Politik

Obama und Putin wollen gemeinsam Eskalation in Syrien verhindern

Lesezeit: 2 min
20.04.2016 00:20
US-Präsident Obama und Russlands Präsident Putin stemmen sich gegen eine neue Eskalation in Syrien. Die beiden Staaten wollen zu diesem Zweck ihre militärische und nachrichtendienstliche Zusammenarbeit in Syrien erweitern. Als größter Quertreiber erweist sich Saudi-Arabien.
Obama und Putin wollen gemeinsam Eskalation in Syrien verhindern
US-Präsident Obama und Russlands Präsident Putin im November 2015 in Antalya. (Foto: EPA/PRESIDENTIAL PRESS SERVICE/RIA NOVOSTI)

Mehr zum Thema:  
Benachrichtigung über neue Artikel:  
Putin  
Syrien  
Russland  
USA  

Inhalt wird nicht angezeigt, da Sie keine externen Cookies akzeptiert haben. Ändern..

Russland und die USA sollen sich darauf geeinigt haben, im Syrien-Konflikt ihre militärische und nachrichtendienstliche Kooperation zu intensivieren, berichtet ABC News. Nach Angaben des Sprechers des Weißen Hauses, Josh Earnest, soll das diesbezügliche Telefongespräch zwischen Obama und Putin über die Themen Syrien und Ukraine „intensiv“ gewesen sein.

US-Präsident Barack Obama sagte am Dienstag im Rahmen eines Interviews mit „CBS This Morning“, dass sich der Syrien-Krieg ohne die Kooperation zwischen Russland und den USA verschlimmern würde. „Ich habe ihn heute angerufen, um aufzuzeigen, dass wir dieses Problem schneller lösen müssen“, so Obama in Bezug auf sein Telefongespräch mit Putin.

„[Russland] fühlt sich verpflichtet, die Struktur des syrischen Staats aufrechtzuerhalten, was wir theoretisch nicht ablehnen (…). An dem Punkt, wo wir durchgehend unsere Köpfe gestoßen haben – und das läuft schon seit sechs Jahren so – beharrt Putin darauf, dass er die Entfernung Assads nicht unilateral durchziehen kann. Das ist eine Entscheidung, die Assad und das syrische Volk treffen müssen“, zitiert The Hill Obama.

Der russische Außenminister Sergey Lawrow sagte in Moskau nach einem Treffen mit seinem französischen Kollegen Ayrault, Russland und der Westen müssten alles unternehmen, um eine Eskalation der Gewalt zu stoppen. Die Zerstörung des Jemen, des Irak und Libyens hätten die Region bereits in große Unsicherheit gestürzt, sagte Lawrow laut TASS.

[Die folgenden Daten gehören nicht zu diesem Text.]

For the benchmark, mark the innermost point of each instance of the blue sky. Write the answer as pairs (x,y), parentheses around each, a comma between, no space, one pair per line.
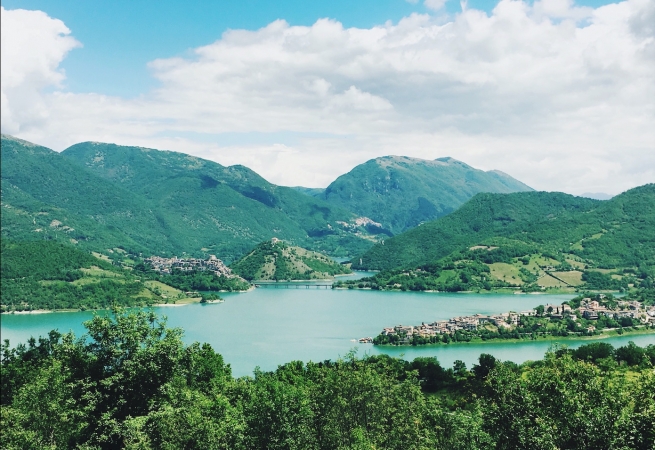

Zuvor hatte die US-amerikanische UN-Botschafterin Samantha Power gesagt, dass eine politische Lösung des Syrien-Konflikts unwahrscheinlich sei. Die von den Saudis installierte Verhandlungsgruppe hatte die Söldner aufgerufen, den Kampf gegen Assad wieder aufzunehmen. Am Dienstag verließ die saudische Gruppe ostentativ die Verhandlungen in Genf.

Ende der vergangenen Woche haben internationale Söldner, ausländische Kämpfer und islamistische Milizen angekündigt, in Syrien eine Offensive gegen die syrische Armee starten zu wollen.

Doch auch der Vorsitzende des Hohen Verhandlungskomitees (HNC), Riad Hidschab, der von Saudi-Arabien bei den Genfer Friedensverhandlungen eingesetzt wurde, gibt sich kampfbereit. „Wir werden kämpfen, zur Not mit Steinen. Wir werden niemals aufgeben“, sagte er. Die Opposition habe Alternativen zum Verhandlungsprozess. „Das Regime wird nicht bleiben“, zitiert Associated Press Hidschab.

Konsequenterweise hat sich die Saudi-Gruppe am Dienstag von den Friedensgesprächen verabschiedet. Als Grund gaben die Verhandler einen Raketenbeschuss auf Märkte in zwei Dörfern an, bei denen zahlreiche Zivilisten getötet wurden. Eine unabhängige Bestätigung für das Ausmass des "Massakers", wie es die Saudis nennen, gibt es nicht. Die großen internationalen Medien berichten von dem Vorfall kaum. In Deutschland haben sich lediglich die öffentlich-rechtlichen Sender und die Bild-Zeitung mit drastischen Worten dem Ereignis gewidmet. Als Quelle wird die vermutlich von den Muslim-Brüdern geführte "Beobachtungsstelle für Menschenrechte" angeführt, die von einem Mann in London betrieben wird. Selbst die Nachrichtenagentur AFP, die die Vorfälle ebenfalls gemeldet hat, räumt ein, die Angaben dieser Stelle nicht überprüfen zu können.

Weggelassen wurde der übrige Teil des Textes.